Cela faisait 12 ans que Rhino Bucket ne nous avait rien proposé de nouveau. Les mauvaises langues vous diront qu'étant donné sa proche parenté stylistique avec AC/DC, cela fait même beaucoup plus longtemps. Le groupe assumant ses influences sans tomber dans un simple plagiat, nous ne partageons pas cet avis et c'est donc avec plaisir que nous retrouvons Georg Dolivo et sa bande. Seul le fidèle Reeve Downes a survécu aux changements de line-up et assure toujours les parties de basse avec discrétion et efficacité. Le poste de guitariste lead est désormais tenu par Brian Forsythe (ex Kix) alors que nous découvrons avec surprise que la batterie est assurée par la charmante Jackie Enx. La surprise est encore plus grande lorsque nous apprenons que Jackie est en fait Liam Jason, batteur original du groupe, qui est devenu une femme depuis ! Maintenant que les présentations sont faites, passons au contenu de cet attendu "And Then It Got Ugly".
Nous le disions en introduction, Rhino Bucket assume ses influences et ses dernières sont à chercher du côté d'un gang au guitariste en culotte courte, alors que la voix de Georg Dolivo, si proche de celle de Bon Scott, renforce les ressemblances. Pourtant, ceci n'empêche pas le quatuor US de nous servir un excellent album, varié et efficace, qui ne tombe jamais dans la redite, ni dans la copie carbone. A ce titre, des morceaux tels que le gros blues-rock mid-tempo de "Word", les couplets pop-rock de "Invisible", ou la ballade "I Was Told", version revisitée d'un titre déjà présent sur "Pain" mélangeant mandoline et acoustique, viennent prouver que le combo n'est pas qu'un simple clone.
Par contre, si le son d'AC/DC représente une partie de l'identité de Rhino Bucket, Dolivo et sa bande savent également déverser une énergie équivalente à celle de la Young Corporation, ce qui n'est pas donné à tous le monde. Le début d'album est d'ailleurs un festival dans ce domaine, alternant des titres aux riffs hyper efficaces ("Welcome To Hell"), des tempos soutenus ("Don't Bring Her Down"), ou du boogie hard-rock accrocheur ("Monkey Boy Highway"). Nous noterons d'ailleurs l'apport des interventions de Pat French à l'harmonica sur ce titre, ainsi que sur "Word", permettant là-aussi de s'éloigner un peu de l'ombre du gang d'Angus. Enfin, malgré la qualité générale de l'ensemble, il est impossible de ne pas citer "Dead & Well" et son refrain à la fois vicieux et désabusé, la tornade "Smile" au riff aussi direct que ses paroles, et enfin un "Blood, Sweat & Beers", variant les tempos entre une intro sur fond de percussions tribales et un final à la redoutable accélération.

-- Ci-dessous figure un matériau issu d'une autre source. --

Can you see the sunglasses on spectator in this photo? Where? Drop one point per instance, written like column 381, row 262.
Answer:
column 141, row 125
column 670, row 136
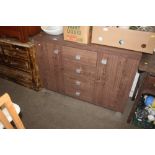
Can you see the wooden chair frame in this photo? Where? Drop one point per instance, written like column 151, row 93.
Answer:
column 5, row 101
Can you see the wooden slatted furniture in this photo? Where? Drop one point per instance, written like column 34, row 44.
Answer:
column 9, row 112
column 97, row 74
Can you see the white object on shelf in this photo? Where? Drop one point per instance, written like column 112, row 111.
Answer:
column 53, row 30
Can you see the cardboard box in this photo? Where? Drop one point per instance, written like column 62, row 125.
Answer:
column 80, row 34
column 124, row 38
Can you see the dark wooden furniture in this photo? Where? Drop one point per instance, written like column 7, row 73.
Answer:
column 18, row 63
column 146, row 84
column 98, row 74
column 20, row 32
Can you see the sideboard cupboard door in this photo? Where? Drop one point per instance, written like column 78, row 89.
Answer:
column 114, row 80
column 46, row 64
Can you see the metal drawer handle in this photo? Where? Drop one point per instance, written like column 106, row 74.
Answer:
column 77, row 57
column 100, row 38
column 104, row 61
column 121, row 42
column 56, row 51
column 77, row 93
column 78, row 70
column 78, row 83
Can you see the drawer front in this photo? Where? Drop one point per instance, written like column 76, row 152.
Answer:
column 17, row 52
column 18, row 64
column 79, row 56
column 79, row 70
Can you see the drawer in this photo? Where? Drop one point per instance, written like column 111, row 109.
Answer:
column 17, row 63
column 78, row 83
column 79, row 56
column 80, row 94
column 79, row 70
column 19, row 52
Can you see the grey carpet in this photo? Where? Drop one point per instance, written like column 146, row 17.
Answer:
column 49, row 110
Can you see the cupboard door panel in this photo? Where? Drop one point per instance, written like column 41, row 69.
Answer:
column 49, row 59
column 113, row 81
column 46, row 66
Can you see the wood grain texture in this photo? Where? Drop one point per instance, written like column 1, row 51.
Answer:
column 18, row 63
column 107, row 85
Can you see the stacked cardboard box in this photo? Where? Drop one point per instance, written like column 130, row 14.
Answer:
column 124, row 38
column 80, row 34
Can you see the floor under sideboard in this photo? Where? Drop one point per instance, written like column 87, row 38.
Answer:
column 49, row 110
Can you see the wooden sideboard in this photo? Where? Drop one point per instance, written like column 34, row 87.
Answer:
column 97, row 74
column 20, row 32
column 18, row 63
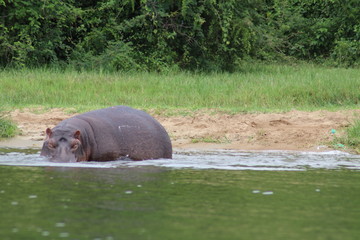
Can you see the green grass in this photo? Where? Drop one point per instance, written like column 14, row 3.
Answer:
column 258, row 87
column 351, row 138
column 7, row 128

Vous l'aurez compris, "And Then It Got Ugly" est à classer dans la catégorie des retours gagnants, Rhino Bucket réussissant le difficile pari de trouver un parfait équilibre entre évolution et tradition. Les quelques touches d'originalité qu'il disperse sur cet album permettent au groupe de se présenter sous un nouveau jour, alors que son style direct et caractéristique reste une base incontournable pour les fidèles des premiers jours. Applaudissons donc au retour d'un groupe qui réussit à marier intégrité, efficacité et ouverture, et qui par la même occasion, s'ouvre d'excitantes perspectives.